Local vs. central differential privacy
This post is part of a series on differential privacy. Check out the table of contents to see the other articles!
When people talk about differential privacy, they don't always have the same thing in mind. People agree on the definition, but context also matters a lot. There are three main settings in which differential privacy can be deployed: the central model (or global model), the local model, and the distributed model. In this post, I'll outline these three options, and the differences between them.
First, what do I mean by "context", or "setting"? When you only look at the abstract definition, differential privacy is simple: it applies to a function that transforms an input into an output.
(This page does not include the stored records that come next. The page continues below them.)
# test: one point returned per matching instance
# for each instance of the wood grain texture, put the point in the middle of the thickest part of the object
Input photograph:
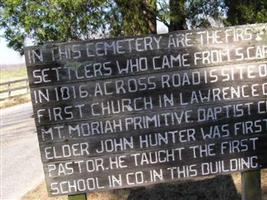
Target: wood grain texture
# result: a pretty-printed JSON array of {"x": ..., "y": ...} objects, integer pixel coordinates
[{"x": 128, "y": 112}]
The question we'll be answering in this post is: where is differential privacy applied? Who do we protect the data from, and who has access to the raw data?
Central differential privacy
In the central model (or global model) of differential privacy, a central aggregator has access to the real data. What is this "aggregator"? Typically, it's a service or a research organization collecting data about individuals. In this model, each user sends their data to this aggregator without noise. The aggregator takes this data, and transforms it with a differentially private mechanism.
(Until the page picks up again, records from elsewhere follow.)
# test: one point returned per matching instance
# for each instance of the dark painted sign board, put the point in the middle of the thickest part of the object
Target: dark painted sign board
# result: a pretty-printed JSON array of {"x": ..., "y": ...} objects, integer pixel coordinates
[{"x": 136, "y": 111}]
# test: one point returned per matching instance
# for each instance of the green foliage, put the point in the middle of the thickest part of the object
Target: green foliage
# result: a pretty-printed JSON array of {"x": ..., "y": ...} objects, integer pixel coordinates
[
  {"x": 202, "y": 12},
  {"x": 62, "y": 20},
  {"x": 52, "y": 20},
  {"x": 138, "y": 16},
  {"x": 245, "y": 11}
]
The differentially private mechanism is only applied once, at the end of the process. The aggregator can then e.g. publish the result or share it with third parties.
This model has one big advantage: accuracy. In the central model, you usually don't need to add a lot of noise to get valuable results with a low \(\varepsilon\). Remember when I explained how to release statistics or histograms using differential privacy? These examples were using this central model. It worked pretty well: only a little noise was needed to hide someone in a count.
Where's the catch, then? Well, the central aggregator needs to know the real data. In the scenarios above, we added noise to real counts. This is only possible if we know the true numbers in the first place… To enable this, each user has to trust the aggregator enough to share data with it. That might be difficult: the aggregator can be an untrusted company or government. Also, with the central model, all the data is collected in one place. It increases the risk of catastrophic failure, for example if the aggregator gets hacked and leaks all the data.
The most famous real-world example of the central model is probably the US Census. In 2020, the US Census will use differential privacy to anonymize the data before publication. This is pretty exciting! You can read more about it here.
Local differential privacy
What's the alternative, then? A major contender is the local model of differential privacy. In this model, there is still an aggregator, but they no longer have access to the real data. Instead, each user applies a differentially private mechanism to their own data. And they only send their data to the aggregator once it's already anonymized.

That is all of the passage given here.